Bottom line is that I agree with C40. It is easier to attack gearing issues at the cassette than at the cranks. Also gearing changes there are usually more noticeable. Years ago I had a bike with a 13/29 cassette. It felt like a mountain bike in low gear.


----------



## longlegs (Apr 18, 2002)

Just go with a compact crank(50/34) as others suggested. It gives you nice low gears and a decent big ring for downhill and pushing on the flats


----------



## balesmachine (Oct 5, 2012)

*39/53 makes no sense to me either*

Cycling has been my life for over 41 years. It has been the thing I do. I have raced, both mount bike and road bike, did ultra-marathon for 20 years, and now it seems I am trying to hang with the young fast guys.

I can totally agree with you on the 53 tooth outer chain wheel. I don't like the jump from 39 to 53 and back. It is so large that whenever you do it, you have to shift three times to get near where you were. 

For the first 15 or 20 years, I rode the beautiful Campy record setup with a 42/52 chainwheels, The jump wasn't so bad, but the 52 was too big, I thought, and the 42 was not low enough many times. 

I welcomed the new 39 inner chain ring, but thought the 53 was way too big. If I rode in it, I never got beyond the middle of the casset, so I basically was not using about half of the cogs, which made no sense to me. 

I had shimano durace cranks, and thought I was stuck with the 53 till I found Peter White. Google him and you will find that you can get almost any tooth chainwheel for almost any crank you want.
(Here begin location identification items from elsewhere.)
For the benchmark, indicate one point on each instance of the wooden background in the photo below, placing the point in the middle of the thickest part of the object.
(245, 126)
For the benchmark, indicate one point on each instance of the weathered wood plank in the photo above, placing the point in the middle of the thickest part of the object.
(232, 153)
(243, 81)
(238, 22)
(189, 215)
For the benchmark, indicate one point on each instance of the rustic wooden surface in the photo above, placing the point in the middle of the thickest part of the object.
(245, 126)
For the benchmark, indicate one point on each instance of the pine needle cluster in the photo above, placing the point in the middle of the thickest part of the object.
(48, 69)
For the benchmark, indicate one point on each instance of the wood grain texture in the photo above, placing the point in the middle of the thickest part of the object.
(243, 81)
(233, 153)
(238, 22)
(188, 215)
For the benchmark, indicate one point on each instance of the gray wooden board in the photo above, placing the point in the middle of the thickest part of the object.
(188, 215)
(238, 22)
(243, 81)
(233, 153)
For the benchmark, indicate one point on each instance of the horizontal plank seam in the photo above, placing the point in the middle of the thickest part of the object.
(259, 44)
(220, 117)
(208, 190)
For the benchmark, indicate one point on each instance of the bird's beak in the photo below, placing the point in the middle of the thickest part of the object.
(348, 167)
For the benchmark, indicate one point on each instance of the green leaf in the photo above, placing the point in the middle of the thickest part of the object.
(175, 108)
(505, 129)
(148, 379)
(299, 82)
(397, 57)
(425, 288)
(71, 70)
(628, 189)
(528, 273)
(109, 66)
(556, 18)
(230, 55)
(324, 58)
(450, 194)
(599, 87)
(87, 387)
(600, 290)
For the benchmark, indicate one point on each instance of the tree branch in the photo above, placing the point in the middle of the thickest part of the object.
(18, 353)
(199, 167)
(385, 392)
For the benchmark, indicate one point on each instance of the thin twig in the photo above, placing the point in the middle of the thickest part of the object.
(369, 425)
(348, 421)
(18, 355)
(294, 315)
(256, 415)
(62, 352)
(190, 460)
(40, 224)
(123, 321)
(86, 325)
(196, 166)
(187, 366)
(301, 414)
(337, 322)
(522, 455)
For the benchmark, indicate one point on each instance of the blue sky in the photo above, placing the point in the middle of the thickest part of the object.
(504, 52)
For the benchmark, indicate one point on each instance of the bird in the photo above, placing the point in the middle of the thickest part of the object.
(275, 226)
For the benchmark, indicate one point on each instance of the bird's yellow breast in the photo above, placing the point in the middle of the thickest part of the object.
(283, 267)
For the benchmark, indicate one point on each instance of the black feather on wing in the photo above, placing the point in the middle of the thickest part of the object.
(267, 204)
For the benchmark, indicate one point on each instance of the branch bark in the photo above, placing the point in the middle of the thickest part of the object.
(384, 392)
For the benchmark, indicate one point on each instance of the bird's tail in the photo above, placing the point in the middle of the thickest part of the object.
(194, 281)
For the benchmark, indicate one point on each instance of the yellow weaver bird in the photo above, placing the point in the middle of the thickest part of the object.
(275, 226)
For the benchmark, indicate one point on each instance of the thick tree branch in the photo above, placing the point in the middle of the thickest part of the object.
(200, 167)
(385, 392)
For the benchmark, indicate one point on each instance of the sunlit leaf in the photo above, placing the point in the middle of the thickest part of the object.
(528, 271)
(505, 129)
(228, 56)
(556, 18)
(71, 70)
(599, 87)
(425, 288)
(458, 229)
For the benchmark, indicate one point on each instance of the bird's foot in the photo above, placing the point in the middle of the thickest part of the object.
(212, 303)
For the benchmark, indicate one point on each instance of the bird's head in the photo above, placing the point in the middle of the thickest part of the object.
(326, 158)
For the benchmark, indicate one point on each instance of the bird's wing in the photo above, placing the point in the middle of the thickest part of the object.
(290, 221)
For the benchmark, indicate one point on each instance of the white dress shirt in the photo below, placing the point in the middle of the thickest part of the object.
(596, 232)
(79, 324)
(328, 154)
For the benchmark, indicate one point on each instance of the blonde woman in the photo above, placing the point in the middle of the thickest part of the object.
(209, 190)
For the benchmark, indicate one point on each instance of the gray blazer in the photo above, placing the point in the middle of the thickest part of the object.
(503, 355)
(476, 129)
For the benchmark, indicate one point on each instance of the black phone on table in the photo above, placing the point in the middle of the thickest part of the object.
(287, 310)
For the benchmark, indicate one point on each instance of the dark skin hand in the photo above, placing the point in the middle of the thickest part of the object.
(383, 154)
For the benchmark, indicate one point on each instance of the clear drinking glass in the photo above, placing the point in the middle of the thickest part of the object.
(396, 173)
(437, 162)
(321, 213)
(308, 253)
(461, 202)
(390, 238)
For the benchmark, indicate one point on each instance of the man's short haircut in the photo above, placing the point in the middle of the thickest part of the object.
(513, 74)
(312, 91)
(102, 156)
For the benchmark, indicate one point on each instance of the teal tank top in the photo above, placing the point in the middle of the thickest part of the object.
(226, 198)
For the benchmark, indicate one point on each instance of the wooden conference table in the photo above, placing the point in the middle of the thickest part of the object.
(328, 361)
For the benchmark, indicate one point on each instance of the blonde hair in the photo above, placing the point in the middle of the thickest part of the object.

I have been riding a 46 tooth for 10 years now and recently went to a 48 to keep up with fast young guys I ride with now-a-days.

happy cycling 
Steve


----------



## Drone 5200 (Mar 3, 2003)

Several years ago I replaced my 53 with a 50 to have 50/39 up front. Im running DA 7800 with shimano rings. This is a combo available with the 7800 (but not available from shimano in later iterations). In the back I mainly use an 11-23 for the flat and rolling rides that I enjoy most. I replace that from time to time with an 11-28 when I know I'll have some climbing. The shifting with the the shimano 50/39 type-B rings is flawless, as you would expect. 

I tried a 50/34 once and could never warm up to it. I found the large gap up front to be very annoying. Granted, the 34T is great if you have long step climbs, but its less than ideal for flat and rolling stuff. I prefer a 39. I find the the 11 tooth jump up front to be perfectly suited for my style of riding at my age. I'm mid-40s and just dont need the 53T anymore.


----------



## wim (Feb 28, 2005)

I like it. After many years of turning my old (6500) Ultegra 52/42 crank, changed the rings out to a new 48 and an old 39 I had laying around. I've always preferred a 10-tooth or so step in front and, like others, find the compact step too large for my liking. No longer racing or going on team training rides, so the 48 is perfectly adequate.


----------